資料:国・地方レベルの公的意思決定プロセスへの子ども参加のあり方に関する欧州評議会のガイド
現在、こども家庭庁が「こども・若者の意見の政策反映に向けたガイドライン(案)~こども・若者の声を聴く取組のはじめ方~」に関するパブリックコメントを実施中です(3月6日(水)午後5時まで)。Facebookではとりいそぎ次のようにコメントしておきました。
提出期限までにあらためて検討して意見を送りたいと思いますが、この機会に、そのうち取り上げようと思っていた欧州評議会の資料を紹介しておきます。以前の投稿〈ヨーロッパ:子ども参加推進のためのオンライン・プラットフォーム〉で紹介した Child Participation for Europe (CP4E) に掲載されているものです。
★ Let's decide together!: Guide to meaningful and effective engagement of children in decision-making processes
https://rm.coe.int/let-s-decide-together-guide-to-meaningful-and-effective-engagement-of-/1680abb33e
「いっしょに決めよう!:意思決定プロセスへの子どもの意味のある効果的な関与の手引」と題するこのガイド(2023年6月)は、国・地方レベルの公的意思決定プロセスへの子ども参加のあり方について解説したものです。

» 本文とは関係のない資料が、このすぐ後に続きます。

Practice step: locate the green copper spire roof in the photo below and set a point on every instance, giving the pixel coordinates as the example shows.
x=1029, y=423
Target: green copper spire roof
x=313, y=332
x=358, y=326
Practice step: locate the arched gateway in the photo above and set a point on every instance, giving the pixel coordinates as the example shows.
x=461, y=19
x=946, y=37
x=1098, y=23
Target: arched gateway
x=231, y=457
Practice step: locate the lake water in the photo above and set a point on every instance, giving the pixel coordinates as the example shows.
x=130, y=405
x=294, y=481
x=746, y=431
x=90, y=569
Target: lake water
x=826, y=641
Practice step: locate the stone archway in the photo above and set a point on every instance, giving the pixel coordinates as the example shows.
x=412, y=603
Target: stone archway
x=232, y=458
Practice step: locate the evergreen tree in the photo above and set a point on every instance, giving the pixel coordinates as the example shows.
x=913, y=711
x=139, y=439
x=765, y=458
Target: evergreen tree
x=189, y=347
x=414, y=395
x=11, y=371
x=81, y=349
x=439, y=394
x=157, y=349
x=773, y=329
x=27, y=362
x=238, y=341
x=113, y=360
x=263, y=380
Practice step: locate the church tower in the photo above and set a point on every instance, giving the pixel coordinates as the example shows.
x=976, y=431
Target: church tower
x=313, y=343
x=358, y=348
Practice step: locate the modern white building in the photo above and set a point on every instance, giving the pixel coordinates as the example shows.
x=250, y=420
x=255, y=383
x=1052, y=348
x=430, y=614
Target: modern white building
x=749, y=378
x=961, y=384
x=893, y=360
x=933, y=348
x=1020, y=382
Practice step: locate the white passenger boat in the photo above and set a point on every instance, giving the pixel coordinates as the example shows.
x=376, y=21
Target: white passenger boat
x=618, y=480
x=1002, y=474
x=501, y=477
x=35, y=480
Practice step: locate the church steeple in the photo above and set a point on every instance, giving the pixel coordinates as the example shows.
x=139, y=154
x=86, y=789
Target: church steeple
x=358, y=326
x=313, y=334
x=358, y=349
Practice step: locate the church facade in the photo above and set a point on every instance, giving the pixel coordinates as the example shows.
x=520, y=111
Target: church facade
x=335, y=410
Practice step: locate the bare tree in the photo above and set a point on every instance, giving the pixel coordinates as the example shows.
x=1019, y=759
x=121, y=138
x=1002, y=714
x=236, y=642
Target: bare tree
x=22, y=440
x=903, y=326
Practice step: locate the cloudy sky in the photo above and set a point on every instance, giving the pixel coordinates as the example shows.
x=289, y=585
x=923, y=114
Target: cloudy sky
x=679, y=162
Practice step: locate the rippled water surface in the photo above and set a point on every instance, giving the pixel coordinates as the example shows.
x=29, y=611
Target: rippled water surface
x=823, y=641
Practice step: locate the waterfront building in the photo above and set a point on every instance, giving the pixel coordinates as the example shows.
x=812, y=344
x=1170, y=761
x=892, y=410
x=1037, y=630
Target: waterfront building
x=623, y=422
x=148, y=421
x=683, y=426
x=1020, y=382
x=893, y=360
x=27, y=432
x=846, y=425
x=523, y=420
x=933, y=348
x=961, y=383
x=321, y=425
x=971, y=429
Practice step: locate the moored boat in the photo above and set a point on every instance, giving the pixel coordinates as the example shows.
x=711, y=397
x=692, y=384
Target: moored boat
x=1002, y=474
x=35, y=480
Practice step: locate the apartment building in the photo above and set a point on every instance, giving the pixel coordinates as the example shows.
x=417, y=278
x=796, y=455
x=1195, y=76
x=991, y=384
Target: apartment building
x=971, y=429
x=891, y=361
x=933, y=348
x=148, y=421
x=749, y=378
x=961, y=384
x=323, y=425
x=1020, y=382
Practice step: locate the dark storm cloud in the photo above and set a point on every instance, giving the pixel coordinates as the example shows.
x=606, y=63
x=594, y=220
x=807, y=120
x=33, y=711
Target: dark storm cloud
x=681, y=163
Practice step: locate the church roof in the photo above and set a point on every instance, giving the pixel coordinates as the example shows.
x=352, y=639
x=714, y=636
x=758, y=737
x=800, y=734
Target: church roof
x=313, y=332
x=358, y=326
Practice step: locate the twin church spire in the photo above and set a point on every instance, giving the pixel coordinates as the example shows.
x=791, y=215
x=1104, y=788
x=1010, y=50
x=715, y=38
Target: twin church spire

次の6章から構成されています。
第1章:国・地方の公的機関における意思決定プロセスへの、意味のある、包摂的で安全な子ども参加の前提
-支援的な政策と法的枠組み
-関連する研修・職能開発の機会
-子ども人口の多様性に関する認識
-専用の財源
-支援的なセーフガーディング(安全確保)の枠組み
第2章:子どもが意思決定に関与し得る分野・問題・活動
第3章:意思決定プロセスに子どもの関与を得るための計画活動
第4章:意思決定プロセスに子どもの関与を得るための実施活動
第5章:フィードバックの提供および意思決定プロセスへの子ども参加の評価
第6章:意思決定プロセスへの子ども参加におけるセーフガーディング
巻末には付録として自己評価のためのチェックリストも掲載されています。
このガイドで指摘されている重要な内容の多くは「こども・若者の意見の政策反映に向けたガイドライン(案)」でも踏まえられていますので、とりたてて詳しく説明すべき点もないのですが、フィードバックのあり方については、アイルランドの「意思決定への子ども・若者参加に関する国家枠組み」でも採用されている“4つのF”――全面的(Full)/子どもにやさしい(Friendly)/速やか(Fast)/フォローアップ(Followed-up)――の考え方に加えて次のような留意点が詳しく述べられていますので(pp.25-26;太字は原文ママ)、参考になるかもしれません。大人から子どもへのフィードバックだけではなく、子どもたちからのフィードバックにも触れられている点は大切だと思います(これは子ども参加の評価とも関連します)。
ガイドの作成に協力した子どもたちがどのようなフィードバックを望んでいたかについても箇条書きで記されていますので(p.26)、それも紹介しておきます。
個別的(Individual)なもの
できるだけ客観的なもの
子どもの年齢、経験、能力に会ったもの
子どもたちにどのような長所(strengths)があったか、子どもたちがどのようにうまくやれたかに焦点を当てたもの
短いもの
子どもたちの参加のおかげで肯定的な成果が出たら、そのことについて子どもたちが振り返られるよう、成果が出ると同時に与えられるもの
理想的には匿名のもの(とくに、引っ込み思案で過敏な子どもの場合)
現実の成果に言及するもの
形式的ではない、フレンドリーで楽しいやり方で行なわれるもの
最後に、このガイドでは「意思決定プロセスへの」子ども参加という表現が用いられている点にも注意しておきたいと思います。こども家庭庁が「こども・若者の意見の政策反映」に焦点を当てるのは、こども基本法11条の規定(「国及び地方公共団体は、こども施策を策定し、実施し、及び評価するに当たっては、当該こども施策の対象となるこども又はこどもを養育する者その他の関係者の意見を反映させるために必要な措置を講ずるものとする」)に照らしても自然なことではありますが、より幅広い「意思決定プロセスへの」参加という視点を持つことも重要だと感じます。